GPT-4, which powers ChatGPT Plus and Bing AI, leads the leaderboard with the highest score, establishing itself as the gold standard for Large Language Models (LLMs). However, Anthropic’s Claude models (Claude 1, Claude 2, and Claude Instant) have surpassed GPT-3.5 in terms of performance. This means that every LLM developed by Anthropic can outclass the free version of ChatGPT.

Ranking and Performance Metrics

The LMSO’s ranking system provides insights into the performance metrics of these models. According to the leaderboard, GPT-4 holds an Arena Elo Rating of 1181, significantly ahead of other models. The Claude models closely follow with ratings ranging from 1119 to 1155, while GPT-3.5 lags with a rating of 1115.
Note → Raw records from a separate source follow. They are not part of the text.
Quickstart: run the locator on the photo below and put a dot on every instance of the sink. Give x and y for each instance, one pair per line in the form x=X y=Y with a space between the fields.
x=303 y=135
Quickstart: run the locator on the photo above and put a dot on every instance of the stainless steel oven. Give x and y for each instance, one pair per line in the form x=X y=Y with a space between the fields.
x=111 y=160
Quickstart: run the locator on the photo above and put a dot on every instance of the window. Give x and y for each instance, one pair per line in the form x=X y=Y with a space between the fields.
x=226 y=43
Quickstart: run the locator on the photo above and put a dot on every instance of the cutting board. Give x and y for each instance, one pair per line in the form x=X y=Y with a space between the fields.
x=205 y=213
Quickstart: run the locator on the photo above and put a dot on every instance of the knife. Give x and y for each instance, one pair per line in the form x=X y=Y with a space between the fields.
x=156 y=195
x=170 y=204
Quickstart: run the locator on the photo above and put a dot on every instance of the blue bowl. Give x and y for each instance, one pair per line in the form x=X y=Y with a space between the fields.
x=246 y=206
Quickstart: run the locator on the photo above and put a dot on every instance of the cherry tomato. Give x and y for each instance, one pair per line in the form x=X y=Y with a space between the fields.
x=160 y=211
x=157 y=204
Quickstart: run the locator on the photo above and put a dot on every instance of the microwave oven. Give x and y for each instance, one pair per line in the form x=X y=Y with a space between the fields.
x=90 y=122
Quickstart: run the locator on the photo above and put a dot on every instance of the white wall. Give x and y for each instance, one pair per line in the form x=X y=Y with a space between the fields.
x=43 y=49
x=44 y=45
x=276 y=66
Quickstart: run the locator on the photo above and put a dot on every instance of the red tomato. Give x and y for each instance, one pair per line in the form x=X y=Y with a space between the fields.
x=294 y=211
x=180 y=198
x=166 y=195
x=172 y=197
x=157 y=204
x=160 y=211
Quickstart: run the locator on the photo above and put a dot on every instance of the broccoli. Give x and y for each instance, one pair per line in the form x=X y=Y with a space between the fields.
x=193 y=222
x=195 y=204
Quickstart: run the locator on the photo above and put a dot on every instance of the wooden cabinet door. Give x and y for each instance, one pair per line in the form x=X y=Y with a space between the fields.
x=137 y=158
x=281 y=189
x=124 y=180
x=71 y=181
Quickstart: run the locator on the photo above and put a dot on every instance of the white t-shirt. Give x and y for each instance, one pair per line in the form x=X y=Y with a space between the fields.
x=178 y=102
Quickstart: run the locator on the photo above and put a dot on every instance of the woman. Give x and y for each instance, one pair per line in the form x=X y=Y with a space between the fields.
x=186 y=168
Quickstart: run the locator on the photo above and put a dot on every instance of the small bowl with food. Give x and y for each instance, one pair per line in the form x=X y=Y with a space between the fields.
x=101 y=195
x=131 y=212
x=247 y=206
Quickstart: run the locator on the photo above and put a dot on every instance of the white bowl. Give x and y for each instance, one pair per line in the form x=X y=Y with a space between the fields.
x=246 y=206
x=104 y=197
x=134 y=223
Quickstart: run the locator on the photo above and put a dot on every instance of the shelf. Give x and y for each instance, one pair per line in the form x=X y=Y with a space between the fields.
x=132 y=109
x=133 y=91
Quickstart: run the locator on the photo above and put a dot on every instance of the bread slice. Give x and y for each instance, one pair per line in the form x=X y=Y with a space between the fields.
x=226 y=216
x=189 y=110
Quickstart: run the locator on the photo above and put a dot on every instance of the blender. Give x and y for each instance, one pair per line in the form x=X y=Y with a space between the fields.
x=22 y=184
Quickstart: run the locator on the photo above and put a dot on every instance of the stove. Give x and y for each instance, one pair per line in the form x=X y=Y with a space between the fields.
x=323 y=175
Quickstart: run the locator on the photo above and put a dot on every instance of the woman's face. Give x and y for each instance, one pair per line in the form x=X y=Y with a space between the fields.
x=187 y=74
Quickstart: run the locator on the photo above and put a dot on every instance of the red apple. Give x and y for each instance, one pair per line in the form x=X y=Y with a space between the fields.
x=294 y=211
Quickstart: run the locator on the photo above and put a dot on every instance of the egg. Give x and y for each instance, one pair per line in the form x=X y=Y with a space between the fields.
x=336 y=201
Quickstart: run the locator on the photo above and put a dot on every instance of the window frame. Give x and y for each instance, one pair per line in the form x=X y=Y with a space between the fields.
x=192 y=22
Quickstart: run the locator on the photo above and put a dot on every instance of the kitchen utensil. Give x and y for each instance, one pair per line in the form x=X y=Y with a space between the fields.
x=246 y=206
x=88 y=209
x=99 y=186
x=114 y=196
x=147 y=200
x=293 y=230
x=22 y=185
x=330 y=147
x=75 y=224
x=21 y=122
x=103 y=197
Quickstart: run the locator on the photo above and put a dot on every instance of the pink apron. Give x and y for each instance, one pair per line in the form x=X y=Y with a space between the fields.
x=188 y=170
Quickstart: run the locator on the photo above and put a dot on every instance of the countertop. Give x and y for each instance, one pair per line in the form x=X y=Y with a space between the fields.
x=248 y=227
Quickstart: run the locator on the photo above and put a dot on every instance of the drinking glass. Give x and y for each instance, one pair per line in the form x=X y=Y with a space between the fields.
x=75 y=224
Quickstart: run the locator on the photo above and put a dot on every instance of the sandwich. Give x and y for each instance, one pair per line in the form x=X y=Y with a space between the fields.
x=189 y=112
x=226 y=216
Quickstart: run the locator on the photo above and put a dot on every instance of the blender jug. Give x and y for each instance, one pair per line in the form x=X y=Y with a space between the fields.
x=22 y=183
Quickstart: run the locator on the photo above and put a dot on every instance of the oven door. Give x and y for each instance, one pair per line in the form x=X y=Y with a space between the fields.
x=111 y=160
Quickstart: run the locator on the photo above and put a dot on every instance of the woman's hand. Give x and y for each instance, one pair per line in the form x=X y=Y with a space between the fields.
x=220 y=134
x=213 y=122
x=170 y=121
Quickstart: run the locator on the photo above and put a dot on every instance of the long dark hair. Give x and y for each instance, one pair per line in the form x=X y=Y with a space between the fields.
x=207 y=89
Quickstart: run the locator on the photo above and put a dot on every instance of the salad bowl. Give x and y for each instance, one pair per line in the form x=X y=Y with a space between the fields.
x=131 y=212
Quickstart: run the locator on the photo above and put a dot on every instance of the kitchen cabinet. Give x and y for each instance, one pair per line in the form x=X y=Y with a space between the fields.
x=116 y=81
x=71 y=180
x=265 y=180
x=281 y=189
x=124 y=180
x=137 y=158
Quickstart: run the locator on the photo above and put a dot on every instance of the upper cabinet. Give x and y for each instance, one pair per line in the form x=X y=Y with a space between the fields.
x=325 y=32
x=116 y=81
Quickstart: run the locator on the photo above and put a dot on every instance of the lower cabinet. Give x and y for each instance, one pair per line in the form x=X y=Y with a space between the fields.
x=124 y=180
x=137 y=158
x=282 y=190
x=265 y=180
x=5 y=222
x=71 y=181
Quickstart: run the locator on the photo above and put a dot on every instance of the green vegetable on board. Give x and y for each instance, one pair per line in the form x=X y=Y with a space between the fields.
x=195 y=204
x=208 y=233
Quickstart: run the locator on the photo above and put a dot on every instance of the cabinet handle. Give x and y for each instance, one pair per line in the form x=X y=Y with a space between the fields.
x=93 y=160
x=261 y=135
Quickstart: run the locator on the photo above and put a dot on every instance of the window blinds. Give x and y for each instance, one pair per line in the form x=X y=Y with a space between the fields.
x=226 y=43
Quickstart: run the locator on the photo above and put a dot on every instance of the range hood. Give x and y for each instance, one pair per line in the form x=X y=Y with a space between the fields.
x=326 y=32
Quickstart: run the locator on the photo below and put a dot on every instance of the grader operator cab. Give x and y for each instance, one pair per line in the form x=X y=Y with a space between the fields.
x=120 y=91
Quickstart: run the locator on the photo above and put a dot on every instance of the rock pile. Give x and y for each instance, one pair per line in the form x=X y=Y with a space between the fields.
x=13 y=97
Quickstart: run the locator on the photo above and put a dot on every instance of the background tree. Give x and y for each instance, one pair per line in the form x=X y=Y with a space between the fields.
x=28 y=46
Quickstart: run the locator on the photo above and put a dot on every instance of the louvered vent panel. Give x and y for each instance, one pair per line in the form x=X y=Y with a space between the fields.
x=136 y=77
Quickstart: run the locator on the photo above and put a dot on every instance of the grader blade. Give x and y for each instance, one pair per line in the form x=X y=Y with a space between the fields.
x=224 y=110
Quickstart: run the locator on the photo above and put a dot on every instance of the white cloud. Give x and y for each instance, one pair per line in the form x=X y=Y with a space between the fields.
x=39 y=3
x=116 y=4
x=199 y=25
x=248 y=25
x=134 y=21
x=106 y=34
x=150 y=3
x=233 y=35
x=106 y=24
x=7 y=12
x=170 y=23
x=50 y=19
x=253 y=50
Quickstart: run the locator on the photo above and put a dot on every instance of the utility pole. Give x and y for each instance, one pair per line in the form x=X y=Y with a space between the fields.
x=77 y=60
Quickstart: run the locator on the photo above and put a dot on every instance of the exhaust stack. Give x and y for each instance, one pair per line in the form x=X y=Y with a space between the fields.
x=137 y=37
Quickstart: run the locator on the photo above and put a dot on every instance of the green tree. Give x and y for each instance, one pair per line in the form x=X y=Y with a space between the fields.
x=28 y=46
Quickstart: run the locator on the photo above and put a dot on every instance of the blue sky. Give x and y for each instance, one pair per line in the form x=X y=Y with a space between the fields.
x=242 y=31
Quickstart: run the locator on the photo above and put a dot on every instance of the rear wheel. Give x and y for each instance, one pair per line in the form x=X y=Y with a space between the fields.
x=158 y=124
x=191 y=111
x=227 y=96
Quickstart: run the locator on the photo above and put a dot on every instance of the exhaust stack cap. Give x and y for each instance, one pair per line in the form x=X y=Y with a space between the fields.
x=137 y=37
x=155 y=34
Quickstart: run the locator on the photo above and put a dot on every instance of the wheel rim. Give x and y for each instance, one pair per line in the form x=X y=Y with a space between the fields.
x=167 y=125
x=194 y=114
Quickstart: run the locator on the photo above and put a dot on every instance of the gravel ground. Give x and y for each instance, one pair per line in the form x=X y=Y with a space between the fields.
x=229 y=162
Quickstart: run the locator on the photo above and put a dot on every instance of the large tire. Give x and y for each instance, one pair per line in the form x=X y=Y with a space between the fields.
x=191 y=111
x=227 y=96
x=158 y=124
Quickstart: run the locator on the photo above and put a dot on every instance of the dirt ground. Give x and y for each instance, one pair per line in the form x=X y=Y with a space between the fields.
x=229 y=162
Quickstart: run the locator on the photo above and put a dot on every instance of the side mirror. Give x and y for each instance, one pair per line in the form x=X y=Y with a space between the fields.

To determine the rankings, the LMSO pits the models against each other in matches with similar prompts. Users decide which model provides the best answer without knowing which models are competing.

Image: LMSO

The Advantage of Claude Models

While the token processing capabilities are not considered in the LMSO ranking, it is worth noting that Claude Pro, based on the Claude 2 LLM, can process up to 100K tokens, while ChatGPT Plus handles only 8,192 tokens. This advantage allows Claude models to handle extensive contextual inputs more effectively, resulting in a nuanced and enriched user experience.

Claude 2 has also demonstrated superiority over GPT when it comes to handling long prompts efficiently. However, for comparable prompts, Claude 1 and Claude Instant provide similar or slightly better results than GPT-3.5. These models showcase their competitiveness and the ability to significantly improve initial answers with refined, larger, and richer prompts.

The Role of Open-Source Models

Open-source models are also making their mark in this competition. WizardLM, trained on Meta’s LlaMA-2 with 70 billion parameters, stands out as the best open-source LLM. Vicuna 33B and the original LlaMA-2 by Meta closely follow. Open-source models play a crucial role in the AI space as they can be run locally and finetuned by users, fostering a collective effort to perfect the model. Additionally, their licenses make them cheaper to run compared to proprietary models.

Real-World Implications

As chatbots become increasingly important in various sectors, such as customer service and personal assistants, their efficacy, adaptability, and accuracy become crucial. With Claude models ranking higher than GPT-3.5, businesses and individual users may need to carefully consider which model aligns best with their needs. Decrypt has prepared two guides to help you make an informed decision.

Hot Take: The Fierce Competition in the AI World

This leaderboard update is not just another routine update for those closely following the AI industry. It highlights the fierce competition and how quickly the tides can turn. It serves as a reminder that today’s most popular model could easily be surpassed by a more efficient one in the world of AI.